La naturaleza de los intrusos es uno de los mayores enigmas del cuento y no se revela explícitamente. Cortázar los describe solo a través de los sonidos que emiten: susurros, ruidos sordos, el volcar de una silla. Esta ambigüedad es intencional y permite las múltiples interpretaciones: pueden ser fantasmas, una fuerza sobrenatural, una manifestación psicológica de los miedos de los hermanos, o una alegoría de fuerzas sociales o políticas (como el peronismo en la hipótesis de Sebreli). El autor nunca los nombra ni los describe físicamente, dejando la interpretación abierta al lector.

¿Cuál es el mensaje principal de «Casa Tomada»?
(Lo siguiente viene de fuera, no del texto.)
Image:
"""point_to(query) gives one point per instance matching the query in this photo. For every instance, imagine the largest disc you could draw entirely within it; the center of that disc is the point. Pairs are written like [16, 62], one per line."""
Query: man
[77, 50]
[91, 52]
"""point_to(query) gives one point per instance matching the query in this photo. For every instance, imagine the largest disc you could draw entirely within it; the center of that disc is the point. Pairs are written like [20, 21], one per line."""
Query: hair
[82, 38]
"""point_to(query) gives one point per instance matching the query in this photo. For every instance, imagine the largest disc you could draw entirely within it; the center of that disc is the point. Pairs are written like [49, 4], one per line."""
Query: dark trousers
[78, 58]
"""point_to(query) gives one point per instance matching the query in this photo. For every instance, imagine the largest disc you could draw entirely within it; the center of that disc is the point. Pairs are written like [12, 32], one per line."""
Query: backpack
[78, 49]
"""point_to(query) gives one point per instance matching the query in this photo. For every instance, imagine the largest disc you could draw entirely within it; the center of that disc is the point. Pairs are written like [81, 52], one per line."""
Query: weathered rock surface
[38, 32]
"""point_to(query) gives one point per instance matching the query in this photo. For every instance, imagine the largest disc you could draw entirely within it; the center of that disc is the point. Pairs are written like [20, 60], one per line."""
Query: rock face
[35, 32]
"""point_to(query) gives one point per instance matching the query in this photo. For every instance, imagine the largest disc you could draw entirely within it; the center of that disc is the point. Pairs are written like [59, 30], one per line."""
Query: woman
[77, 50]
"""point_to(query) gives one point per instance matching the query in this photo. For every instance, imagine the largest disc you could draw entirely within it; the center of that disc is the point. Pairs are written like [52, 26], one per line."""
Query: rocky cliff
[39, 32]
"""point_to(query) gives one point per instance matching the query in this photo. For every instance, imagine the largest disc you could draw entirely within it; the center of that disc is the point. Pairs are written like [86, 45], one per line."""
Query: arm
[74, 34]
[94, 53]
No hay un único mensaje, lo que contribuye a la riqueza del cuento. Sin embargo, varios temas recurrentes son la pérdida, la resignación, el miedo a lo desconocido, la invasión (ya sea personal, social o política), la fragilidad de la seguridad y el apego a lo material. El cuento invita a reflexionar sobre cómo reaccionamos ante lo inexplicable y la facilidad con la que a veces cedemos ante las circunstancias sin luchar o cuestionar.
¿Qué tipo de texto es «Casa Tomada»?
«Casa Tomada» es un cuento breve que se inscribe dentro del género de la literatura fantástica, específicamente el neofantástico, una corriente en la que Julio Cortázar fue un maestro. Se caracteriza por la irrupción de un elemento extraño o anómalo en un contexto realista y cotidiano, sin ofrecer explicaciones racionales. La ambigüedad y la sugerencia son claves, dejando al lector la tarea de interpretar lo sucedido.
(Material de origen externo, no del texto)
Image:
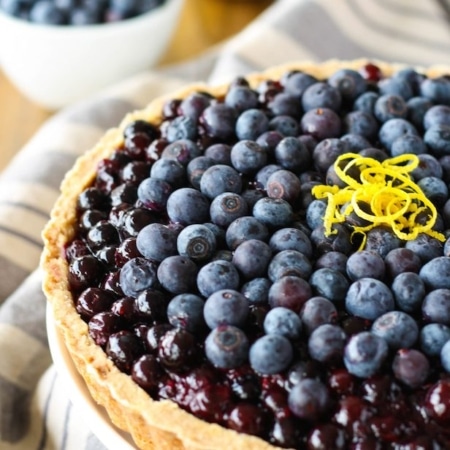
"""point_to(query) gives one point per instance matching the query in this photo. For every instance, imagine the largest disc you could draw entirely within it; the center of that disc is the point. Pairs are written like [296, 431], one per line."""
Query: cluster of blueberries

¿Quién es el narrador de «Casa Tomada»?
El narrador de «Casa Tomada» es uno de los dos protagonistas de la historia. Es un narrador autodiegético, lo que significa que narra la trama en primera persona y es un personaje de la misma. Su nombre no se menciona en ningún momento. Es un hombre de aproximadamente cuarenta años, culto, amante de la literatura francesa y dedicado al cuidado de su hermana Irene y de la casa familiar. Toda la historia se nos presenta a través de su perspectiva calmada y resignada.